Philip was on his knees by her, dumb from excess of sympathy, kissing her dress, all unfelt by her; he murmured half-words, he began passionate sentences that died away upon his lips; and she—she thought of nothing but her father, and was possessed and rapt out of herself by the dread of losing him to that fearful country which was almost like the grave to her, so all but impassable was the gulf. But Philip knew that it was possible that the separation impending might be that of the dark, mysterious grave—that the gulf between the father and child might indeed be that which no living, breathing, warm human creature can ever cross.

'Sylvie, Sylvie!' said he,—and all their conversation had to be carried on in low tones and whispers, for fear of the listening ears above,—'don't,—don't, thou'rt rending my heart. Oh, Sylvie, hearken. There's not a thing I'll not do; there's not a penny I've got,—th' last drop of blood that's in me,—I'll give up my life for his.'

'Life,' said she, putting down her hands, and looking at him as if her looks could pierce his soul; 'who talks o' touching his life? Thou're going crazy, Philip, I think;' but she did not think so, although she would fain have believed it. In her keen agony she read his thoughts as though they were an open page; she sate there, upright and stony, the conviction creeping over her face like the grey shadow of death. No more tears, no more trembling, almost no more breathing. He could not bear to see her, and yet she held his eyes, and he feared to make the effort necessary to move or to turn away, lest the shunning motion should carry conviction to her heart. Alas! conviction of the probable danger to her father's life was already there: it was that that was calming her down, tightening her muscles, bracing her nerves. In that hour she lost all her early youth.

'Then he may be hung,' said she, low and solemnly, after a long pause. Philip turned away his face, and did not utter a word. Again deep silence, broken only by some homely sound in the kitchen. 'Mother must not know on it,' said Sylvia, in the same tone in which she had spoken before.

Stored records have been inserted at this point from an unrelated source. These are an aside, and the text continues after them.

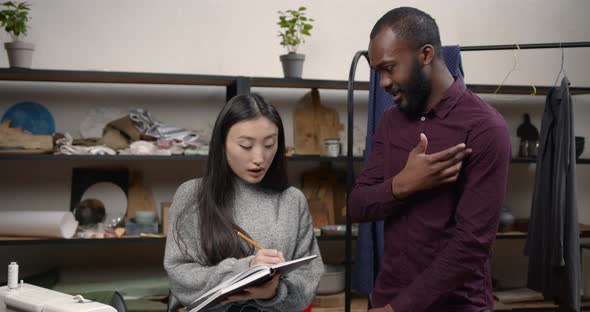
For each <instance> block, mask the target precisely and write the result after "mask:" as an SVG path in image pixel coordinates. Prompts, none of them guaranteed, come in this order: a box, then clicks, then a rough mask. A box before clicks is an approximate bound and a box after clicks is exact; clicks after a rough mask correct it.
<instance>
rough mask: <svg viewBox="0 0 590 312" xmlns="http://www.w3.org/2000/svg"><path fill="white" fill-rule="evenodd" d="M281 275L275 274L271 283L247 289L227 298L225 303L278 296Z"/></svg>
mask: <svg viewBox="0 0 590 312" xmlns="http://www.w3.org/2000/svg"><path fill="white" fill-rule="evenodd" d="M280 275H281V274H280V273H277V274H275V275H274V276H273V277H272V279H271V280H270V281H268V282H266V283H265V284H262V285H260V286H256V287H250V288H245V289H244V291H243V292H241V293H239V294H236V295H233V296H229V297H227V299H225V300H224V301H223V303H230V302H234V301H246V300H253V299H270V298H273V297H274V296H275V295H276V294H277V288H278V287H279V282H280V281H279V278H280Z"/></svg>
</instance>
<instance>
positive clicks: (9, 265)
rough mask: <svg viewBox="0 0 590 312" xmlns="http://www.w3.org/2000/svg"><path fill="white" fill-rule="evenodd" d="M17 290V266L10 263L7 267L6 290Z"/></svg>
mask: <svg viewBox="0 0 590 312" xmlns="http://www.w3.org/2000/svg"><path fill="white" fill-rule="evenodd" d="M17 288H18V264H17V263H16V262H11V263H10V264H9V265H8V289H17Z"/></svg>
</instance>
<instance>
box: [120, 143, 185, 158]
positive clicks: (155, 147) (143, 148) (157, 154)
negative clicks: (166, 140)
mask: <svg viewBox="0 0 590 312" xmlns="http://www.w3.org/2000/svg"><path fill="white" fill-rule="evenodd" d="M119 152H120V154H121V155H160V156H170V155H172V152H171V151H170V150H165V149H159V148H158V147H157V146H156V145H154V143H152V142H148V141H141V140H140V141H135V142H133V143H131V144H130V145H129V148H127V149H124V150H121V151H119ZM181 154H182V152H181Z"/></svg>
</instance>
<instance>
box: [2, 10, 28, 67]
mask: <svg viewBox="0 0 590 312" xmlns="http://www.w3.org/2000/svg"><path fill="white" fill-rule="evenodd" d="M2 6H3V9H2V10H0V25H1V26H2V27H4V30H5V31H6V32H7V33H8V34H10V36H11V37H12V40H13V41H12V42H6V43H4V47H5V48H6V52H7V53H8V63H9V64H10V67H22V68H30V67H31V63H32V61H33V50H34V46H33V44H32V43H28V42H23V41H21V39H22V37H24V36H25V35H26V34H27V30H28V26H27V22H28V21H29V4H28V3H26V2H14V1H6V2H4V3H2Z"/></svg>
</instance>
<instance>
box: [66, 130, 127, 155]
mask: <svg viewBox="0 0 590 312" xmlns="http://www.w3.org/2000/svg"><path fill="white" fill-rule="evenodd" d="M73 141H74V140H73V139H72V136H71V135H70V134H69V133H65V134H64V137H63V138H61V139H58V140H57V141H56V142H55V143H56V145H57V146H58V148H57V152H56V154H64V155H117V152H115V150H113V149H112V148H110V147H107V146H102V145H97V146H77V145H72V142H73Z"/></svg>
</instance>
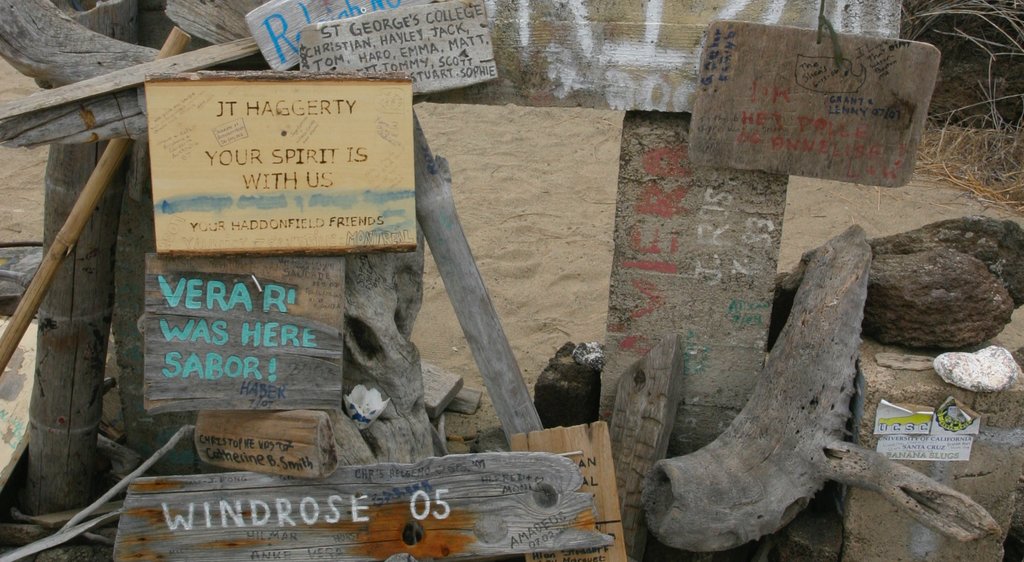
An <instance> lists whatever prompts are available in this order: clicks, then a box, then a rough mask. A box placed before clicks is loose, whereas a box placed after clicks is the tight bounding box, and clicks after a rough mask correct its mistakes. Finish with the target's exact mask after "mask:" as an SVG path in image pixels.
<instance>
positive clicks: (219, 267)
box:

'It's t' worst as can happen to him,' said Philip. 'More likely he'll be transported: maybe he'll be brought in innocent after all.'

'No,' said Sylvia, heavily, as one without hope—as if she were reading some dreadful doom in the tablets of the awful future. 'They'll hang him. Oh, feyther! feyther!' she choked out, almost stuffing her apron into her mouth to deaden the sound, and catching at Philip's hand, and wringing it with convulsive force, till the pain that he loved was nearly more than he could bear. No words of his could touch such agony; but irrepressibly, and as he would have done it to a wounded child, he bent over her, and kissed her with a tender, trembling kiss. She did not repulse it, probably she did not even perceive it.

At that moment Phoebe came in with the gruel. Philip saw her, and knew, in an instant, what the old woman's conclusion must needs be; but Sylvia had to be shaken by the now standing Philip, before she could be brought back to the least consciousness of the present time. She lifted up her white face to understand his words, then she rose up like one who slowly comes to the use of her limbs.

'I suppose I mun go,' she said; 'but I'd sooner face the dead. If she asks me, Philip, what mun I say?'

'She'll not ask yo',' said he, 'if yo' go about as common. She's never asked yo' all this time, an' if she does, put her on to me. I'll keep it from her as long as I can; I'll manage better nor I've done wi' thee, Sylvie,' said he, with a sad, faint smile, looking with fond penitence at her altered countenance.

'Thou mustn't blame thysel',' said Sylvia, seeing his regret. 'I brought it on me mysel'; I thought I would ha' t' truth, whativer came on it, and now I'm not strong enough to stand it, God help me!' she continued, piteously.